Carrying Our Crosses Like Jesus and Paul
While meditating on the Fourth Sorrowful Mystery of the Rosary – Jesus carrying His cross – I was struck with a realization. It's nothing new, but it's something I hadn't really fleshed out in a long while, if ever: Jesus accepted aid when He needed it, but he never accepted pity. Aid and pity are not equal, and we can need – and accept – aid while still eschewing pity.
Pity is something we wallow in, and it inhibits us from moving forward. Pity is something we seek from others. There is nothing honorable about pity. We are told to pick up our crosses and carry them. We are called to Imitate the examples of Christ and Paul (1 Cor). Neither of them ever asked for pity. No! They boasted of their crosses, were, in fact, defined by their crosses and the way they carried them. They embraced the sorrows, pains, horrors, and bitterness of the crosses they carried. They did the Father's will.
And while Jesus suffered these bitter torments, he refused tow allow in pity. He stopped the women from crying about his plight, instead pointing out the sorrows they would soon face. He never said “poor me” or “I'm innocent and wrongly accused.” He never said anything that would sway people to thinking of Him in any manner other than what was presented. He never asked for retribution or asked people to come to His aid – verbal or otherwise.
But neither was too proud to accept aid either. Jesus accepted it from Simon and Veronica. He allowed others to help him as well, less directly. I am sure at least once, someone had to help Him up when he fell beneath the weight of the cross, weakened as he was by his agony in the garden, the flogging, and the crown of thorns. He was also aided by a knowledge that what He did, what He suffered, was for a purpose. As He walked that road to calvary, he was strengthened by those who were near: His Mother, John, the others who, time and time again have meditated upon his suffering. He was strengthened, even knowing that far worse than carrying the cross was coming, by the knowledge that he was doing His Father's will, that he was offering us the chance to enter Paradise with Him, His Father, and the Holy Spirit. He accepted help so that He could not only embrace and carry the cross but so that he could be crucified upon it.
Paul tells us to do likewise. He tells us to imitate him: humbly accepting all the trials and tribulations – shipwrecking, imprisonment, stoning, hate, ridicule, slander, and eventually beheading – but boasting all the while in Christ. He talks of realizing our weaknesses, not boasting in perceived strength. He talks of embracing persecutions, not running from them or keeping oneself from them. Never does he indulge in pity or mock those that do not believe and suffer as he does. Never does he do anything that would decrease his suffering.
But nor is he so stupid as to think that he could do everything on his own. He pressed on, always seeking closer communion with Christ, never letting his guard drop. Yet he also delegated to others when he needs to (ex: Timothy). He knew he could not do everything on his own, and he accepted the aid of those God placed in his life. He accepted help and encouragement when it was offered. He realized that sometimes, the one offering aid is just as much in need of being needed as the thing needs to be done. Sometimes, someone else is best helped by helping, best grown by helping grow.

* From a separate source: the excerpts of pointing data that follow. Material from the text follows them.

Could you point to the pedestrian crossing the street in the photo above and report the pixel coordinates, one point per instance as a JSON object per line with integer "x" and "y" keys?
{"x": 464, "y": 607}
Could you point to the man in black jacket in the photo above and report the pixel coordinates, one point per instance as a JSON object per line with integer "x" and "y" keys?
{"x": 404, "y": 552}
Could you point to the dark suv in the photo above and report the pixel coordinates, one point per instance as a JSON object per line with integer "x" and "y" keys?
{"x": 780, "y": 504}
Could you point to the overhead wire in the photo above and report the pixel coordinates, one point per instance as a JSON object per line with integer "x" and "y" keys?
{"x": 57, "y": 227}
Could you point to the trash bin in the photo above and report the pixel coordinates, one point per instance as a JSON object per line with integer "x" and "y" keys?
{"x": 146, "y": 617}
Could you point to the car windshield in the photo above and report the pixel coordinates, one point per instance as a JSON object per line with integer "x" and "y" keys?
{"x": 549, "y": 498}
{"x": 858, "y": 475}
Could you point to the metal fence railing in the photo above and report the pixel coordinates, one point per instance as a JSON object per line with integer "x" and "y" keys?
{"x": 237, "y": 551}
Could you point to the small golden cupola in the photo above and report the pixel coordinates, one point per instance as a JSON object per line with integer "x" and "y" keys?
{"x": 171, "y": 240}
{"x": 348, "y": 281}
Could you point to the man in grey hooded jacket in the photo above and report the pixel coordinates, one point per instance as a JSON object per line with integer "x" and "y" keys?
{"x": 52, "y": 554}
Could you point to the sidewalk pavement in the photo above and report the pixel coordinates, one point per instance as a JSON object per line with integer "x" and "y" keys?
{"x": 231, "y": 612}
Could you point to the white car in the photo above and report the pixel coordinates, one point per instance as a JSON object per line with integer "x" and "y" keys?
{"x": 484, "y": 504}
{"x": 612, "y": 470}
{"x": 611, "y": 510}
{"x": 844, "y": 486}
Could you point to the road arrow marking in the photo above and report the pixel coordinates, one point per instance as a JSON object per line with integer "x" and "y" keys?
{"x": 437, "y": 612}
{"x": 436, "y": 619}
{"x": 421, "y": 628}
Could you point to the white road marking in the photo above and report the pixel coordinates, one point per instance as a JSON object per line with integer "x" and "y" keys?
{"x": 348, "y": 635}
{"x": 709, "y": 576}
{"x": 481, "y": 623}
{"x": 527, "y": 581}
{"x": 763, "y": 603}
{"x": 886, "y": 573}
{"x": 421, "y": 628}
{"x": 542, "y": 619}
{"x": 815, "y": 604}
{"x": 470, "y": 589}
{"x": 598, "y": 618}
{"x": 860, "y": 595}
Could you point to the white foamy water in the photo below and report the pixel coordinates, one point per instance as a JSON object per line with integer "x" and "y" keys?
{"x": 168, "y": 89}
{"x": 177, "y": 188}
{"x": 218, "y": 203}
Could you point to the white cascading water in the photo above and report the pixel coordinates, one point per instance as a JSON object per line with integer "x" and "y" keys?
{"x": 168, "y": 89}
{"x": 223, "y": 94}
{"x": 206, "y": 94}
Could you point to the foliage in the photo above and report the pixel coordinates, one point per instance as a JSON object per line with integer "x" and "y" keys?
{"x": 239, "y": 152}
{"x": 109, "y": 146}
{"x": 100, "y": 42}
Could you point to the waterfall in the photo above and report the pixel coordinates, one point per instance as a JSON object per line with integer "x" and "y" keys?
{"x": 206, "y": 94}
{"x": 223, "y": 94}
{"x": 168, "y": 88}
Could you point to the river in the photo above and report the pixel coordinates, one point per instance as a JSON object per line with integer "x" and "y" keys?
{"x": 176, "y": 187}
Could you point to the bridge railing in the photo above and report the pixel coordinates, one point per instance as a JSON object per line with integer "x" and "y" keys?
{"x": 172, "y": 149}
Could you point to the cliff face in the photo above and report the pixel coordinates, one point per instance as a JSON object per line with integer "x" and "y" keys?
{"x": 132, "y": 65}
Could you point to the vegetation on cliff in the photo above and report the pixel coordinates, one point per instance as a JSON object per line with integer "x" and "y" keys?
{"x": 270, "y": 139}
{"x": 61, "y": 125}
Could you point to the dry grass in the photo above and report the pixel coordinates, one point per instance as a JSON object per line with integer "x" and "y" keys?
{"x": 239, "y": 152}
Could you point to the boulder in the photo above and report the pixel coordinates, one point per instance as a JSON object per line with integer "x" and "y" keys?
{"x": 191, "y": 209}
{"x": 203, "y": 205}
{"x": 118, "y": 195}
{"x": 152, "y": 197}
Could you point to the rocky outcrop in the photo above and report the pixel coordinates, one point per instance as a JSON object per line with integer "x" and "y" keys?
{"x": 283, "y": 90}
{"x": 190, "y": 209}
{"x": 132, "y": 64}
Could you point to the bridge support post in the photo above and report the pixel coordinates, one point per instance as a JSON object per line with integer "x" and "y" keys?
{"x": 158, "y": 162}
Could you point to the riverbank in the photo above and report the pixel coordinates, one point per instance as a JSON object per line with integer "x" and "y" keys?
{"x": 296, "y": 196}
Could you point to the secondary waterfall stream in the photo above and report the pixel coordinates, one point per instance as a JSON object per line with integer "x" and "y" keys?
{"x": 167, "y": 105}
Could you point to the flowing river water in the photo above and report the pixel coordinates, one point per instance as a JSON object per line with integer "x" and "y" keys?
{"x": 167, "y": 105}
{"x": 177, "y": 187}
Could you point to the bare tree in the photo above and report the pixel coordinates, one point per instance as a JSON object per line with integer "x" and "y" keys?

Aid and pity are not the same. Pity keeps us where we are. Pity is tempting others and joining others in the mud they've fallen into. It's setting up camp and staying still, lingering on something in the past or present. It breeds resentment, envy, and it strokes our pride. Aid helps pull us out of the mud and onward to the next thing God has in store for us, even if that next thing is even harder than the current, even if it requires more support and aid to get through, even if it costs us our very lives – literally or figuratively.